The findings of the study should be interpreted in the context of its limitations. First, the sample size was small and there were multiple sub-groups with varying mean levels of response and large standard deviations, such that data were underpowered to detect small to moderate effect sizes within the entire sample and across sub-groups. Second, participants were primarily Caucasian, and recruitment was conducted in a community with primarily middle-to-high SES families, thus the findings might not generalize to a more diverse sample. Third, there was no control group in the study, thus the effects found in the intervention cannot be assertively attributed to the intervention alone. Fourth, of the participants who were eligible to participate, we were able to successfully recruit twenty-eight participants. It is possible that participants who enrolled in the study were more motivated to increase activity than those who declined; though, to reduce risk of selection bias, we did not describe the program as a weight loss intervention for adolescents with overweight or obesity.
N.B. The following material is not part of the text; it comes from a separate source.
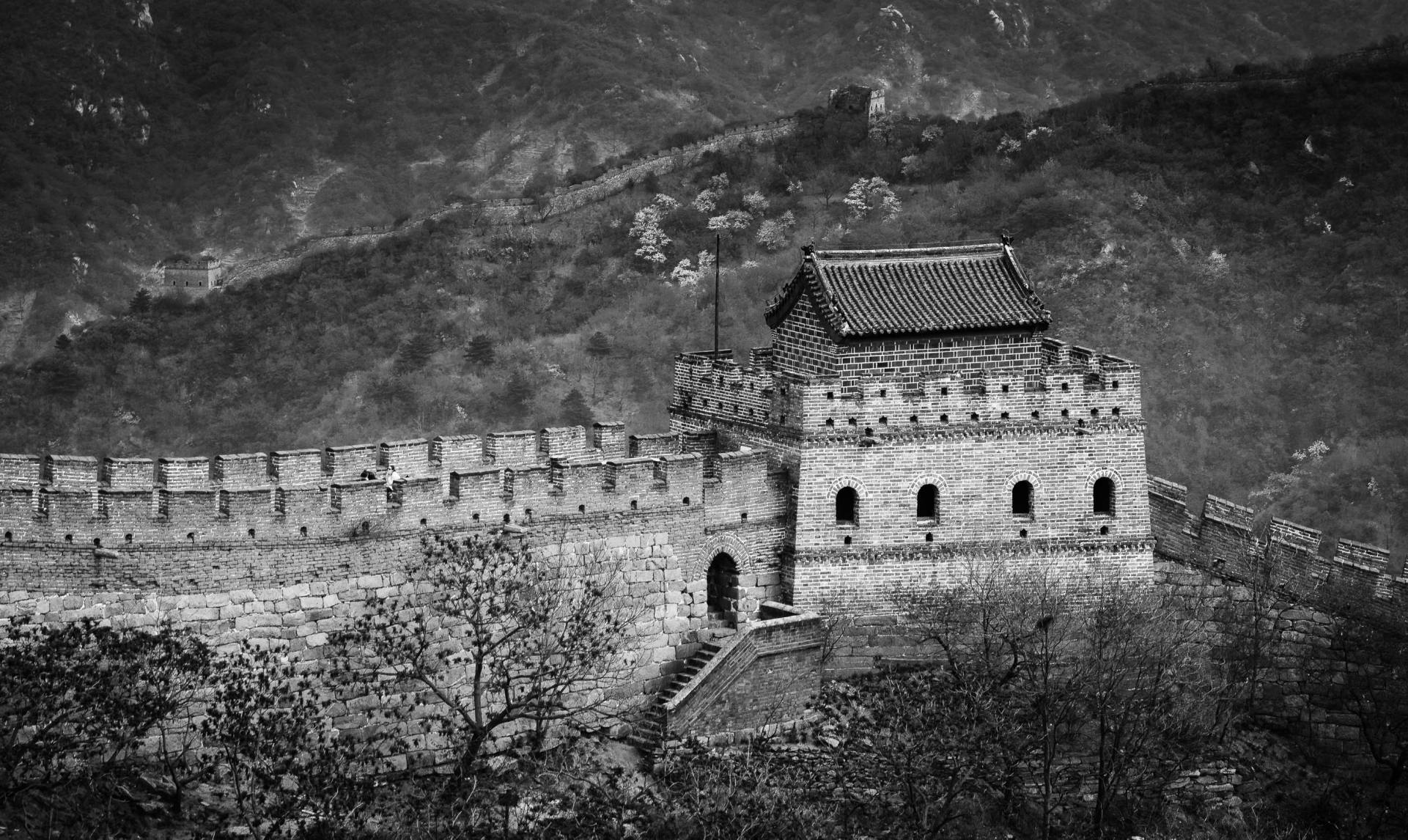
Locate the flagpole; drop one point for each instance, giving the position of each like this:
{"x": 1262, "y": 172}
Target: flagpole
{"x": 717, "y": 237}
Fifth, due to the novelty of the Fitbit and sharing of activity with the research team, there may have been an increase in activity during the baseline period relative to “usual” activity levels and the true baseline level of activity prior to receiving the Fitbit was unknowable. Sixth, follow-up assessments postprogram were not conducted; as such, the long-term effects of this type of program are unknown. Last, because there were multiple treatment components, it is unknown which specific components guided treatment effects and whether the scalable intervention may remain as effective with even fewer treatment components.

Conclusion

This pilot study highlights the promising effects of a remote, mHealth program consisting of physical activity goals, behavioral economic incentives, and text-based support from health coaches to improve physical activity and associated health outcomes in adolescents with overweight and obesity. Future studies should investigate the incremental efficacy of each program component by using a factorial design to compare the efficacy of a text message only, incentives only, and text message plus incentives program in increasing physical activity among adolescents with overweight or obesity. Additionally, the text-based mHealth program used in the current study could be made even less resource-intensive by utilizing technology like the Fitbit API to automate goal setting and deploy reinforcing text messages. Future research may also consider assessing mediators and moderators of change, increasing the fading period (e.g., 12 weeks of weekly incentives, followed by 4-6 weeks of more gradual fading), and using daily adaptive goals to enhance program response. Last, future research should investigate whether engagement in a behavioral economic incentive program may increase motivation for additional lifestyle behavior changes (e.g., diet; sleep patterns) associated with adolescent overweight and obesity, as well as guide long-term prevention of overweight and obesity during adulthood.